皆さんは「団体行動」と「単独行動」どちらがお好きだろうか。
私は、団体行動は気を使うので疲れるが、単独行動も得意ではないという、これまた面倒くさい性質を持っている。

ライブ会場や映画館には抵抗なく一人で行けるのだが、私が苦手な単独行動の代表格として「飲食店に一人で入る」が挙げられる。

ライブや映画だと、受付でチケットを出せば後は放置されるので気が楽だが、飲食店となると(注文したいけど、店員さん忙しそう)とゆう気後れから始まり(ドリアを食べたいけど、店が混む時間帯だから、調理に時間がかかって迷惑かも)などと、厨房事情にまで気を遣ってしまう。
こんなにクヨクヨしながらご飯を食べるぐらいなら、自宅でカップ麺でもすすってる方が百倍マシだ。

数年前、夫が神戸出張に行く際、私も仕事を休めたので出張について行ったことがある。

夫は当然、翌日の朝から仕事なので私はホテルに一人。
仕事に向かう夫を見送った後、部屋にポツンと取り残された私は(あれ?こんな見知らぬ土地で、どうやって今日1日を過ごしたら良いんだろ)と途方に暮れてしまった。

一人で飲食店に入る度胸が無い上に、私はとんでもない方向音痴なのだ。
もしも神戸で迷子になり、宿泊先のホテルに戻れなくなったら大変だし、私にはその可能性が高い。
警察のお世話になりたくないし、かと言って勤務中の夫に電話で助けを求めるなど迷惑千万ではないか。

部屋でテレビを見ながら悩んでいるうちに時間は刻々と正午に近づき、ついに空腹のピークがやって来た。
覚悟を決めた私は、ホテルのロビーに置いてある「近隣のエリアマップ」を握りしめホテルから出てみたものの、神戸の街の華やかさや賑々しさに圧倒されるばかり。
エリアマップを眺めても、どこに向かえば良いのか皆目見当がつかないのである。

困り果てた私は、ホテルの隣にある「銀だこ」を目印に、とにかく真っ直ぐ進むことを決めた。
一カ所も道を曲がらず、直線距離で歩ける区間内に私でも入れそうな飲食店を捜すという「迷子にならない究極の作戦」である。
真っ直ぐ歩いてご飯を食べ、真っ直ぐ帰ってくるだけなら、方向音痴の私でも無事にホテルに戻れるわけで、これ以上安全なルートは他に無い。

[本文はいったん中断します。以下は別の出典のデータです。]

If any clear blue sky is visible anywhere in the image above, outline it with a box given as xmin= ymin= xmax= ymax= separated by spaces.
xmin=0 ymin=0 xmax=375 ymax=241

ただし前述したように、私は一人で飲食店に入って食事をした経験が殆どない。
生まれ育った地元ですらこの有様なのに、初めて訪れた土地で、見たことも聞いたことも無い飲食店に飛び込むとゆう大胆不敵な行動ができるはずが無いではないか。

そこに加え、お洒落な神戸市民達に(コイツ、観光客だな)と悟られたくないという妙なプライドが芽生えた自意識過剰な私は、ホテルから持ち出したエリアマップをこっそりポケットに隠し、ひたすら直進すること15分。
ついに直線道路が途絶え、私が恐れていた「行き止まり」にぶち当たってしまったのである。

私は、行き止まりの路上でしばし考えた。
そもそもの問題として、私は「飲食店に一人で入る度胸」が皆無なのだ。
もし、この道を曲がった先に素敵な飲食店を見つけたとしても、結局私は一人で入店することが出来ないまま徘徊し続ける事になるであろう。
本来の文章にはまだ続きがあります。